Pendekatan Barra untuk mempertanyakan segalanya dan memastikan bahwa setiap investasi besar mencerminkan visi, strategi, dan tujuan keuangan perusahaannya, digaungkan oleh hampir setiap CEO hebat yang pernah ada.
Misalnya, Bill George dari Medtronic berbicara tentang pentingnya “kemampuan untuk melihat sesuatu melalui mata yang baru” dan Jørgen Vig Knudstorp dari LEGO berbagi, “Anda tidak akan pernah memiliki kesempatan kecuali Anda secara radikal mengalokasikan kembali sumber daya, jadi dengan itu kami mulai memproduksi portofolio produk setiap tahun yang lima puluh hingga tujuh puluh persen baru.”
Strategi “Start with zero base” merupakan pendekatan jitu yang telah dilakukan oleh para CEO yang profesional. Tidak berdasarkan data-data historical tapi mulai dari ‘zero’ dan dilihat apakah akan menghasilkan? Bila tidak menghasilkan keuntungan tentu tidak perlu dialokasikan modal ke unit atau divisi itu. Proses ini dimulai dari setiap fungsi dalam organisasi dianalisis untuk kebutuhan dan biayanya. Anggaran kemudian dibangun berdasarkan apa yang dibutuhkan untuk periode mendatang, terlepas dari apakah setiap anggaran lebih tinggi atau lebih rendah dari yang sebelumnya.
Sekalipun demikian metode ini memiliki sejumlah kelemahan. Pertama, tepat waktu dan intensif sumber daya. Karena selalu baru dikembangkan setiap periode, investasi waktu yang sudah digunakan selama ini menjadi tidak bermanfaat. Sebaliknya, menggunakan proses sebelumnya yang dimodifikasi mungkin terbukti lebih bermanfaat. Kedua, mungkin menghargai perspektif jangka pendek di perusahaan dengan mengalokasikan lebih banyak sumber daya untuk operasi dengan pendapatan tertinggi.

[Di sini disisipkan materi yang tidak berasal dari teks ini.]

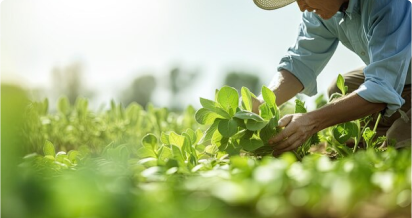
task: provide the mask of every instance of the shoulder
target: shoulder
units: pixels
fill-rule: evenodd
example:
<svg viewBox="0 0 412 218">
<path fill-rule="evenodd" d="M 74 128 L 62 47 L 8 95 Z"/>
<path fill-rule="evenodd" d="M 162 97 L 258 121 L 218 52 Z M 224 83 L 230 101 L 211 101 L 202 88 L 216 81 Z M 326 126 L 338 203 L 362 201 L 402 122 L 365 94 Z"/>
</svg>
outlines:
<svg viewBox="0 0 412 218">
<path fill-rule="evenodd" d="M 412 3 L 409 0 L 361 0 L 362 14 L 373 15 L 399 15 L 399 12 L 411 11 Z M 410 14 L 409 14 L 410 16 Z"/>
</svg>

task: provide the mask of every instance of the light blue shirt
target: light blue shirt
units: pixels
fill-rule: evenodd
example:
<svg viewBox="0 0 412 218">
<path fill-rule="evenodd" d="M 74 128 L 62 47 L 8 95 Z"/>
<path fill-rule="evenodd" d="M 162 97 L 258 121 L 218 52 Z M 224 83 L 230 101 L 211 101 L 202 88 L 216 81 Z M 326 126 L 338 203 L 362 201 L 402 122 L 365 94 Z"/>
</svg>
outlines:
<svg viewBox="0 0 412 218">
<path fill-rule="evenodd" d="M 385 115 L 392 115 L 405 102 L 405 84 L 412 84 L 412 3 L 350 0 L 345 12 L 329 20 L 304 12 L 297 41 L 278 70 L 290 71 L 303 84 L 302 93 L 315 95 L 316 78 L 339 41 L 367 65 L 365 82 L 355 92 L 369 102 L 386 103 Z"/>
</svg>

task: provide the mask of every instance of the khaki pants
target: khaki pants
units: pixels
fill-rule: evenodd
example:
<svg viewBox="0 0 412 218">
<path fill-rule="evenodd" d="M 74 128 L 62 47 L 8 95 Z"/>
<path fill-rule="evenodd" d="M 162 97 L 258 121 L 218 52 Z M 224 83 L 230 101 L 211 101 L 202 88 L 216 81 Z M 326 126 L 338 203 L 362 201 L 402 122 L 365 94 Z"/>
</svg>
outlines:
<svg viewBox="0 0 412 218">
<path fill-rule="evenodd" d="M 343 75 L 348 92 L 355 91 L 364 82 L 363 69 L 364 67 L 361 67 Z M 335 92 L 340 93 L 336 86 L 336 80 L 328 88 L 329 97 Z M 382 116 L 377 128 L 377 135 L 386 135 L 389 140 L 396 140 L 396 147 L 412 145 L 412 85 L 406 85 L 401 96 L 405 99 L 401 110 L 407 113 L 409 122 L 400 118 L 401 115 L 397 111 L 391 117 Z M 370 123 L 371 128 L 375 125 L 377 114 L 374 114 L 373 118 L 374 120 Z"/>
</svg>

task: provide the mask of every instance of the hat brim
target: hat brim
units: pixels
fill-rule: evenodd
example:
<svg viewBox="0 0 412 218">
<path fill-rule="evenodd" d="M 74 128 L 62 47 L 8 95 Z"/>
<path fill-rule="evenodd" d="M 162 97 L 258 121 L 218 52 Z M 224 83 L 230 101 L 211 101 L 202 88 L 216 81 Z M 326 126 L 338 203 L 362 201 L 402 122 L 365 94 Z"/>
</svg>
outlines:
<svg viewBox="0 0 412 218">
<path fill-rule="evenodd" d="M 275 10 L 292 4 L 296 0 L 253 0 L 255 4 L 264 10 Z"/>
</svg>

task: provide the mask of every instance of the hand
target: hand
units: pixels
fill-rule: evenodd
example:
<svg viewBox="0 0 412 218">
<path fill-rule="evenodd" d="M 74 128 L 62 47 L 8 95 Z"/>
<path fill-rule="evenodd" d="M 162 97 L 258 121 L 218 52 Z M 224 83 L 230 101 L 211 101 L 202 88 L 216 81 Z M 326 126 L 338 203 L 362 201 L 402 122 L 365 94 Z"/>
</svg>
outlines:
<svg viewBox="0 0 412 218">
<path fill-rule="evenodd" d="M 291 151 L 302 145 L 317 132 L 317 123 L 310 114 L 289 114 L 279 120 L 279 127 L 284 129 L 269 140 L 274 146 L 274 155 Z"/>
<path fill-rule="evenodd" d="M 260 97 L 252 97 L 252 112 L 255 114 L 259 114 L 259 106 L 263 104 L 263 99 Z"/>
</svg>

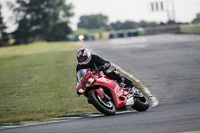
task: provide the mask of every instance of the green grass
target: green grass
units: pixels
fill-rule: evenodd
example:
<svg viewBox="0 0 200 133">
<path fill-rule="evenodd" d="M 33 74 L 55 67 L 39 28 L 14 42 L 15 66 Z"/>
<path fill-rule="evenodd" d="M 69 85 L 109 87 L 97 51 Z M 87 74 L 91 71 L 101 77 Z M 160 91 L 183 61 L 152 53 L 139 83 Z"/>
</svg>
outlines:
<svg viewBox="0 0 200 133">
<path fill-rule="evenodd" d="M 79 47 L 73 42 L 36 42 L 28 45 L 18 45 L 12 47 L 0 47 L 0 56 L 12 56 L 28 54 L 33 52 L 59 51 L 61 49 L 70 49 Z"/>
<path fill-rule="evenodd" d="M 38 42 L 0 48 L 0 123 L 98 112 L 76 94 L 78 47 Z"/>
<path fill-rule="evenodd" d="M 13 51 L 61 48 L 44 47 L 37 43 L 0 48 L 10 55 L 0 56 L 0 123 L 95 111 L 85 97 L 76 94 L 76 50 L 13 55 Z"/>
</svg>

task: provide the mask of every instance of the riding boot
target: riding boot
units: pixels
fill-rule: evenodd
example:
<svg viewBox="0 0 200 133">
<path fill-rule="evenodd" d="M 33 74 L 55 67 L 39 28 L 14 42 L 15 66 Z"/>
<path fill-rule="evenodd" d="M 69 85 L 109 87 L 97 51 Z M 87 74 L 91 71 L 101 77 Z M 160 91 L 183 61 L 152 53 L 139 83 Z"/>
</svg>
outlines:
<svg viewBox="0 0 200 133">
<path fill-rule="evenodd" d="M 123 75 L 121 76 L 121 82 L 125 83 L 126 87 L 132 88 L 134 86 L 134 83 Z"/>
</svg>

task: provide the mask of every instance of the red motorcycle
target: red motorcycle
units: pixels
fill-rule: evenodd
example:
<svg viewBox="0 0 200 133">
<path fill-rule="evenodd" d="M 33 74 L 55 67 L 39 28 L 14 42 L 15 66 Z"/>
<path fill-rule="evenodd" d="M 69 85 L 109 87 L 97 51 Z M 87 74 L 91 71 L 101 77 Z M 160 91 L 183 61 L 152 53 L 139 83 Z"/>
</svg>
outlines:
<svg viewBox="0 0 200 133">
<path fill-rule="evenodd" d="M 125 88 L 124 83 L 109 79 L 102 71 L 94 73 L 90 68 L 81 69 L 77 78 L 77 92 L 86 96 L 89 103 L 107 116 L 130 107 L 139 112 L 149 108 L 149 100 L 139 88 Z"/>
</svg>

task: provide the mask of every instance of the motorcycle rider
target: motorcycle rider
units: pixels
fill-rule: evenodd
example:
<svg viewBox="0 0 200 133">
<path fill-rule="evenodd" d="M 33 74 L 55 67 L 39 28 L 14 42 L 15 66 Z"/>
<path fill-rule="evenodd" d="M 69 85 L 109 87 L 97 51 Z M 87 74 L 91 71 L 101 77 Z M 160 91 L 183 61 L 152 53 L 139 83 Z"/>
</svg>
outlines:
<svg viewBox="0 0 200 133">
<path fill-rule="evenodd" d="M 87 48 L 81 48 L 77 51 L 77 60 L 78 65 L 76 67 L 76 72 L 87 68 L 90 68 L 93 73 L 103 71 L 110 79 L 125 83 L 126 87 L 132 88 L 134 86 L 134 83 L 130 79 L 119 74 L 117 71 L 108 70 L 111 65 L 110 62 L 98 55 L 91 54 Z"/>
</svg>

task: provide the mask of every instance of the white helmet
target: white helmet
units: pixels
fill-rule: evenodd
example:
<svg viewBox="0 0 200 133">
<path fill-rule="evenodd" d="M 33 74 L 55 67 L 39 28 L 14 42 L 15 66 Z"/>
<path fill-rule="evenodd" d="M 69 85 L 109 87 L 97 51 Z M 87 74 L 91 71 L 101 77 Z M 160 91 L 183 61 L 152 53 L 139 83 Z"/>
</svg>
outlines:
<svg viewBox="0 0 200 133">
<path fill-rule="evenodd" d="M 87 65 L 91 60 L 91 53 L 87 48 L 81 48 L 77 51 L 77 60 L 79 65 Z"/>
</svg>

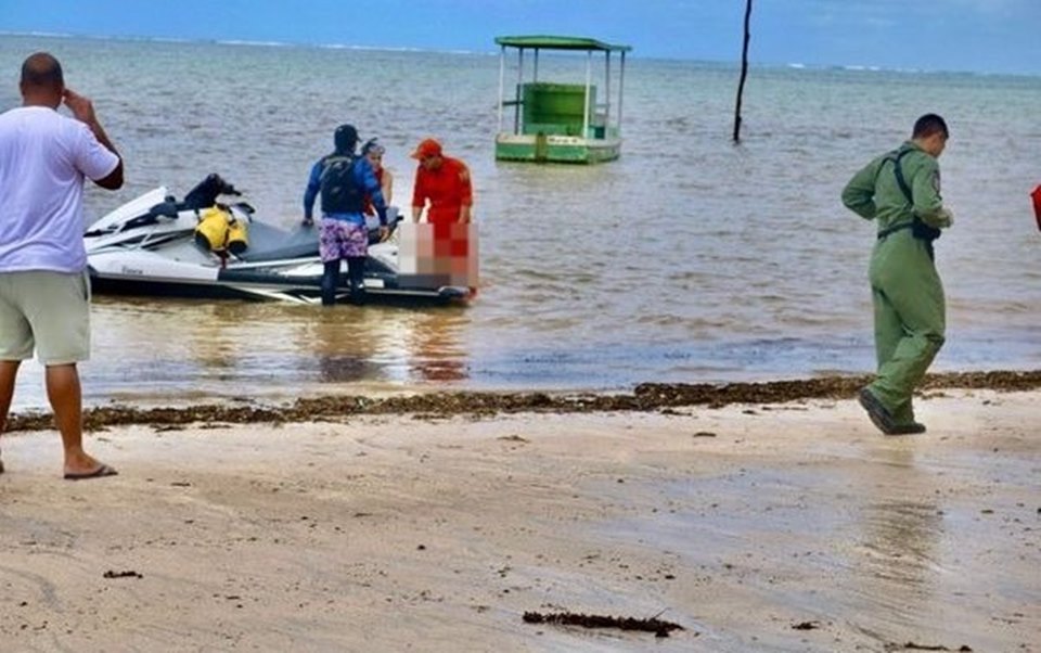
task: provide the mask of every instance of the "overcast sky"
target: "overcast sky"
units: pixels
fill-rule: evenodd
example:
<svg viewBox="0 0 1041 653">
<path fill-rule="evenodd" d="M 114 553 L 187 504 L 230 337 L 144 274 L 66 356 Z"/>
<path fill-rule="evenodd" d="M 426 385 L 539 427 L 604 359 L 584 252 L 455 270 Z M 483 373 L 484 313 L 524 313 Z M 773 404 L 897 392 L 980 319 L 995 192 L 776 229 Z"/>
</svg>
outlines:
<svg viewBox="0 0 1041 653">
<path fill-rule="evenodd" d="M 43 8 L 46 7 L 46 11 Z M 0 30 L 492 52 L 590 36 L 738 61 L 745 0 L 0 0 Z M 1041 75 L 1041 0 L 754 0 L 753 63 Z"/>
</svg>

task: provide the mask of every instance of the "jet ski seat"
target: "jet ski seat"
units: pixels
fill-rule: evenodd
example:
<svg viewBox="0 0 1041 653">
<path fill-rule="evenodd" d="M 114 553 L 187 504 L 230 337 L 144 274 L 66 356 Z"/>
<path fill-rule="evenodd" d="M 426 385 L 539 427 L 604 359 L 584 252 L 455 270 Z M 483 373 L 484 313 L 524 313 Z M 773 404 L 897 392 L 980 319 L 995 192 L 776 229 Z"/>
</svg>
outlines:
<svg viewBox="0 0 1041 653">
<path fill-rule="evenodd" d="M 318 256 L 318 230 L 286 231 L 254 220 L 249 223 L 249 247 L 237 257 L 248 263 Z"/>
</svg>

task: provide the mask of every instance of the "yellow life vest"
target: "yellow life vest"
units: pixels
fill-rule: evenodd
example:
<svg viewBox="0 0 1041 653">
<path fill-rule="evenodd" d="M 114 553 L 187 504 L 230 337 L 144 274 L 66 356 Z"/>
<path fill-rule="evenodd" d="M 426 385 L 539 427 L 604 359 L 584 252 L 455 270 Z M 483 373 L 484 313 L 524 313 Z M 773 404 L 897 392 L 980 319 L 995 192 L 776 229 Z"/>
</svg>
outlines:
<svg viewBox="0 0 1041 653">
<path fill-rule="evenodd" d="M 230 212 L 213 206 L 202 213 L 195 226 L 195 243 L 207 252 L 242 254 L 249 245 L 246 225 Z"/>
</svg>

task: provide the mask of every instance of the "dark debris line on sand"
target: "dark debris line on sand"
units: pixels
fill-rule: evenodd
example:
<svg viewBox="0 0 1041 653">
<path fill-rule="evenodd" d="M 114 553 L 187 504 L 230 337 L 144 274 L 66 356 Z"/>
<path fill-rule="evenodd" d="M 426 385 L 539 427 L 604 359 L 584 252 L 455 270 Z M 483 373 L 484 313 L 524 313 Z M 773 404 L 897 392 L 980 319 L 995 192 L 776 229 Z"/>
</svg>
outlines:
<svg viewBox="0 0 1041 653">
<path fill-rule="evenodd" d="M 83 413 L 83 426 L 97 431 L 125 424 L 188 425 L 197 422 L 247 424 L 343 420 L 362 414 L 423 414 L 490 417 L 518 412 L 651 411 L 678 406 L 721 407 L 728 404 L 784 404 L 805 399 L 849 399 L 870 376 L 828 376 L 796 381 L 728 384 L 641 383 L 631 394 L 548 393 L 425 393 L 371 398 L 326 396 L 297 399 L 282 407 L 204 405 L 188 408 L 99 407 Z M 1041 387 L 1041 370 L 1013 372 L 954 372 L 930 374 L 923 390 L 940 388 L 1021 392 Z M 44 431 L 50 414 L 14 414 L 8 431 Z"/>
<path fill-rule="evenodd" d="M 619 628 L 621 630 L 642 630 L 653 632 L 655 637 L 669 637 L 672 630 L 683 630 L 683 626 L 658 618 L 638 619 L 634 617 L 611 617 L 594 614 L 575 614 L 562 612 L 542 614 L 539 612 L 524 613 L 526 624 L 554 624 L 557 626 L 581 626 L 583 628 Z"/>
</svg>

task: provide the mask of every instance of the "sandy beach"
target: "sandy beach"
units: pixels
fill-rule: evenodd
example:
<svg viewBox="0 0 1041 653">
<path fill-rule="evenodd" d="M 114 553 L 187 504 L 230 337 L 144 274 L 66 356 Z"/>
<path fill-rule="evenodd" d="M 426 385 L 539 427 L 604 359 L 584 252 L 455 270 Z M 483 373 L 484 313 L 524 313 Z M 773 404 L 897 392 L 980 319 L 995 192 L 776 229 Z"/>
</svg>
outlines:
<svg viewBox="0 0 1041 653">
<path fill-rule="evenodd" d="M 931 389 L 888 438 L 831 397 L 137 420 L 89 482 L 23 430 L 0 649 L 1041 651 L 1039 402 Z"/>
</svg>

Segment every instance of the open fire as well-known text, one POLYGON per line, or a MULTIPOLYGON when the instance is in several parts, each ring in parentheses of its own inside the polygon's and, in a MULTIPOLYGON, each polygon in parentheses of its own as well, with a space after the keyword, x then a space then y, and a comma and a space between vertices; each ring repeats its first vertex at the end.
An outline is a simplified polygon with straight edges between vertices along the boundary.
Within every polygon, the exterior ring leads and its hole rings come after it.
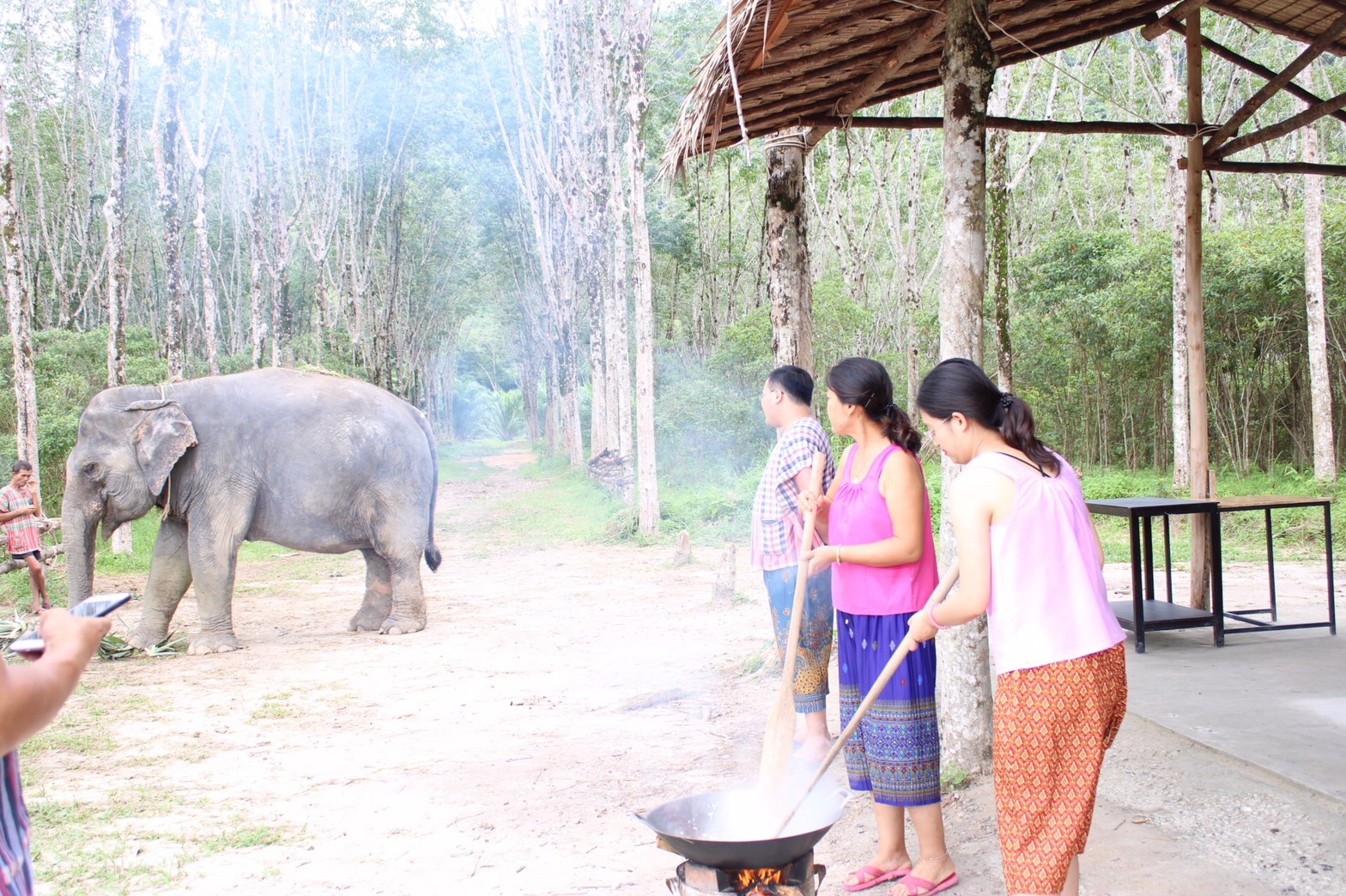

Pada gilirannya, bidang-bidang seperti penelitian dan pengembangan, atau yang memiliki cakrawala jangka panjang, mungkin terabaikan. Bisa terjadi untuk hasil jangka panjang pada jangka pendek masih belum menghasilkan. Ketajaman CEO dalam membaca situasi ini sangat dibutuhkan agar tidak kehilangan kesempatan dan peluang.